La stabilité et la sécurité font encore défaut dans certaines délégations du bassin minier (Redeyef et Moularès).

Le tourisme : fortement impacté en 2011 (-50% par rapport à 2010), le secteur connaît une embellie relative en 2012: +30%. Cette embellie ne semble pas se confirmer en 2013. Les quatre premiers mois de 2013 sont en effet en retrait par rapport à ceux de 2012. Ils pâtissent du risque sécuritaire et de l’image de la Tunisie dans les médias internationaux. L’année 2012 était elle-même une année en retrait par rapport à 2010 (-35%).

Le tourisme était en crise avant la Révolution. Celle-ci a eu bon dos en jouant à l’arbre qui cache la forêt.

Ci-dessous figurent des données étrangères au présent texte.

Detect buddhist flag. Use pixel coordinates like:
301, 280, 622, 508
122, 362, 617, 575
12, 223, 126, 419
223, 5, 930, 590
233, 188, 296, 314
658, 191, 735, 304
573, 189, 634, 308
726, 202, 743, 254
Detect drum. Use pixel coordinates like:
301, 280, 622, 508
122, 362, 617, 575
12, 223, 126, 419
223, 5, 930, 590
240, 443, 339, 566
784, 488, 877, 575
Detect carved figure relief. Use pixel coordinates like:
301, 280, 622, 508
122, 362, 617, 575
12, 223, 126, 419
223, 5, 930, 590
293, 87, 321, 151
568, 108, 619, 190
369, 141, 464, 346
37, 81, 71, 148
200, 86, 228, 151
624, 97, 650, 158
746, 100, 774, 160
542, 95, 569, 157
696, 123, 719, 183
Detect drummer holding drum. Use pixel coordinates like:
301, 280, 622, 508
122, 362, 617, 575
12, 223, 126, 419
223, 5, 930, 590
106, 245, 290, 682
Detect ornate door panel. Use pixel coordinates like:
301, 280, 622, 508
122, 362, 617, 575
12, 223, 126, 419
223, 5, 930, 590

La multiplication des visites de prédicateurs dans les régions touristiques et l’image que cela véhicule de la Tunisie ont fini par asséner au secteur des coups terribles. Le recul du tourisme impacte encore plus certaines régions que d’autres: plus de 40% de la valeur ajoutée à Djerba-Zarzis est liée au tourisme.

L’agriculture

Après 3 années de bonne pluviométrie, la saison actuelle semble plus difficile dans le centre et le sud. La Tunisie est un pays semi-désertique où la sécheresse est la règle et les bonnes années l’exception. Les règles de la statistique devraient nous amener donc à nous préparer à des années difficiles. Là aussi, l’impact régional est important : plus de 60% de la valeur ajoutée au Kef est d’origine agricole. Des risques nouveaux affectent le secteur. Ils concernent notamment le vol ou le saccage des récoltes.

L’artisanat et les métiers

Ce secteur est fortement pourvoyeur d’emplois. Sa viabilité est fortement liée à celle du secteur touristique. Il est donc normal qu’il aille mal depuis la Révolution.
Tout comme le tourisme, ce secteur était déjà essoufflé avant la Révolution: il souffrait déjà de la faiblesse du design, de la folklorisation du produit, d’une forte concurrence des produits asiatiques mais aussi d’une mauvaise gouvernance du secteur.

Le commerce

Le commerce parallèle a explosé depuis la Révolution. Il porte atteinte au commerce organisé et à l’industrie. Son développement est lié à celui des importations illégales, de la contrebande, de la contrefaçon et de la fraude. Il emploie des effectifs importants, mais l’essentiel des bénéfices sont entre les mains de ses caïds. Il met en danger la santé des populations, la sécurité des installations et les recettes de l’État. Il devrait être combattu sans réserve.
• Les services
Globalement, les secteurs marchand et non marchand représentent 60% du PIB. La croissance globale du secteur aura été de 5,3% en 2012, tirée par le tourisme +11,7%, les TIC +9,4% et les dépenses publiques (6,4%).
• Le secteur bancaire
Le secteur bancaire tunisien est émietté. Il manque de fonds propres, présente des taux de créances douteuses élevé et souffre de la faibleses de sa gouvernance. La composante publique du secteur nécessite des montants élevés pour sa recapitalisation, estimés entre 3 et 5% du PIB, soit entre 2 et 3,5 milliards de dinars.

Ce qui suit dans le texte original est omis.